Top Trump Economic Advisor Says Having Any Federal Minimum Wage is a 'Terrible Idea'

President Donald Trump's top economic advisor said the federal minimum wage should not be increased and called for scrapping it altogether.

Larry Kudlow, the head of the National Economic Council and a former CNBC host, called for getting rid of the federal minimum wage entirely at a Washington Post event Thursday.

“My view is a federal minimum wage is a terrible idea. A terrible idea,” Kudlow said, dismissing it as “silly” and warning that it would increase costs for small businesses.

The federal minimum wage was introduced in 1938. It was last increased in 2009 to $7.25 per hour.

Increasing the minimum wage, which had been a routine act until the Ronald Reagan years, has typically been a bipartisan issue. In 2017, 74 percent of Americans – including 58 percent of Republicans – backed raising the minimum wage to least $9 per hour. Numerous activist groups have been campaigning for a $15 minimum wage.

Kudlow also said he is against state and local minimum wages.

Journalists note Kudlow not the best source: Although he is Trump's top economic advisor, mostly thanks to his years at CNBC, Kudlow is perhaps not the best source for economic predictions. “He denied that the country was entering a recession in 2007. The National Economic Council would later determine that the Great Recession started the same month Kudlow made that statement,” Mother Jones reported.

Kudlow defends: “Alabama is different from Massachusetts. How can you have a national federal wage?” Kudlow argued in an interview with the Fox Business Network. “The federal government shouldn’t have jurisdiction over the states anyway in a matter like this.

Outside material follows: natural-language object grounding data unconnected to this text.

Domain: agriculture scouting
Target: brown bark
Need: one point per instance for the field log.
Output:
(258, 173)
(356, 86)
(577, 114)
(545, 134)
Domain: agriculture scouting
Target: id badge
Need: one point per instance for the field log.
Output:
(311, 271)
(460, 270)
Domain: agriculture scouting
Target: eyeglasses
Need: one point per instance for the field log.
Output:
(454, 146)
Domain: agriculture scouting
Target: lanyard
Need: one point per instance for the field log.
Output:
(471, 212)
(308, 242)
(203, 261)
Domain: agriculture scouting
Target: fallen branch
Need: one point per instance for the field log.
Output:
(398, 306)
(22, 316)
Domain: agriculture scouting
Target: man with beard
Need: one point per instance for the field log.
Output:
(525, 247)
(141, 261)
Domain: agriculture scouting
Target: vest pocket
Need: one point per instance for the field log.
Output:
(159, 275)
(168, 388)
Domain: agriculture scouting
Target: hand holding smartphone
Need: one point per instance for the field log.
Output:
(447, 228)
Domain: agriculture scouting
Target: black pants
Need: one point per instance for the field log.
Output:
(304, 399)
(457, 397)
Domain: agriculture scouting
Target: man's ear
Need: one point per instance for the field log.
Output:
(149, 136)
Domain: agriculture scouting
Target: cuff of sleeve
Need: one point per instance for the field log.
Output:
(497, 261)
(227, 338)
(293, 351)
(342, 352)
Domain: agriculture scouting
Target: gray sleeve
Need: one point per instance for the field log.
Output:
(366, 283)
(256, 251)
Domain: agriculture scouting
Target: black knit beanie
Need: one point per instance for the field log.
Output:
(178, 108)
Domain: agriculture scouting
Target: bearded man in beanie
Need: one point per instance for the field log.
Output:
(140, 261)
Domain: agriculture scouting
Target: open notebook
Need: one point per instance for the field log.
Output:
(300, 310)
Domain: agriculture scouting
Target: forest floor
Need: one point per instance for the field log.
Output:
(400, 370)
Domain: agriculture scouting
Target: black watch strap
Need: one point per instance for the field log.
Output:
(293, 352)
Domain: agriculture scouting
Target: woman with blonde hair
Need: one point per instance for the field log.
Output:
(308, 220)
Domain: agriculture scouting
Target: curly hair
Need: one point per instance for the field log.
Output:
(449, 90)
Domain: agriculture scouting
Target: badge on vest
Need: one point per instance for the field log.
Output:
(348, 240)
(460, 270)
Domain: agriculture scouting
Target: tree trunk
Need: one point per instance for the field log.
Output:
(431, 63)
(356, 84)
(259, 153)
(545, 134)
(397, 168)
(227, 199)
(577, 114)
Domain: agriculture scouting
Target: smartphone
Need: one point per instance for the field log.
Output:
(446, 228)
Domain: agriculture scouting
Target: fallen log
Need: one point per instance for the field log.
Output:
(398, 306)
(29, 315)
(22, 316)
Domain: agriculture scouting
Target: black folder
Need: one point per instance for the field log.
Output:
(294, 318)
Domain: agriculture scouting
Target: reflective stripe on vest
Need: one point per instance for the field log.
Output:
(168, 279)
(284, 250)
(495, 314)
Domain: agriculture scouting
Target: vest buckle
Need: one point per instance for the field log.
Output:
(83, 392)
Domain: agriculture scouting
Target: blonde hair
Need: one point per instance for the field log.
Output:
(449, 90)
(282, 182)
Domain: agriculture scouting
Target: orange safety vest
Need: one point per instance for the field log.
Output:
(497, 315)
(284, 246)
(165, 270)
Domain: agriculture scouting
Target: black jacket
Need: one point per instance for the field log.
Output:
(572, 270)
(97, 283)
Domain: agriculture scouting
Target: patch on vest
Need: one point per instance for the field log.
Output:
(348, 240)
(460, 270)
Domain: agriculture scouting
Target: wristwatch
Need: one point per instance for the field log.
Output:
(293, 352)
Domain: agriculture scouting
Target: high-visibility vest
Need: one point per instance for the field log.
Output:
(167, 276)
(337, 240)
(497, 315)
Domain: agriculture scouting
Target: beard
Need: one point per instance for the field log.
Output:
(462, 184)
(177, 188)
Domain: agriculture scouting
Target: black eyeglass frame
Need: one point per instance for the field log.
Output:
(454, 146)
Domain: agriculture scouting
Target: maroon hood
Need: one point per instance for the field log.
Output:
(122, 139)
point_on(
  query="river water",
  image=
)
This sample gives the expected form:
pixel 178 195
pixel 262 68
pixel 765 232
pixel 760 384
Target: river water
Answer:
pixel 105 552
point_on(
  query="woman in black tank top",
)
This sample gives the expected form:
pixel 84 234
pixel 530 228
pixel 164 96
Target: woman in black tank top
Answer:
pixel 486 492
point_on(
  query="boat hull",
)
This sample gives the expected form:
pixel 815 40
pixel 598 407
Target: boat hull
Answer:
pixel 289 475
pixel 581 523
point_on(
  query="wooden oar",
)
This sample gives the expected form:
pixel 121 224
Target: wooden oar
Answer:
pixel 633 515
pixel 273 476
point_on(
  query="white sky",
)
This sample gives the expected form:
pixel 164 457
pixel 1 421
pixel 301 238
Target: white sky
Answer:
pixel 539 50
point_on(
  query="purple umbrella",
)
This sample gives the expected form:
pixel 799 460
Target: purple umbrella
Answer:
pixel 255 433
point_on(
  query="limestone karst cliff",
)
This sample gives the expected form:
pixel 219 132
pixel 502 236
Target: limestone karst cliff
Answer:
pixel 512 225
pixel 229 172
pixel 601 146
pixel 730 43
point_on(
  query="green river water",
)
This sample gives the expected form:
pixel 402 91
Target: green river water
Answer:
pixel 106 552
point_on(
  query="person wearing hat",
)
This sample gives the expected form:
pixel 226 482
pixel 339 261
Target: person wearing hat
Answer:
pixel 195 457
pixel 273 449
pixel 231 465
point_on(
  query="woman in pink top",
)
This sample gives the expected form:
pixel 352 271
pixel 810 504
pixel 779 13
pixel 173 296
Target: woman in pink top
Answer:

The conditions are different in these states, the cost of living is different, the state of business is different.”

Trump made similar comments: In a 2016 interview, then-Fox News host Bill O'Reilly pointed out to Trump that there “has to be a federal minimum wage.”

“There doesn’t have to be,” Trump replied.

He also infamously declared on the campaign trail that “our wages are too high.”

Kudlow's former network, CNBC, reported that while worker pay has increased 11.2 percent since 1978, when adjusted for inflation, while CEO pay has increased 937 percent.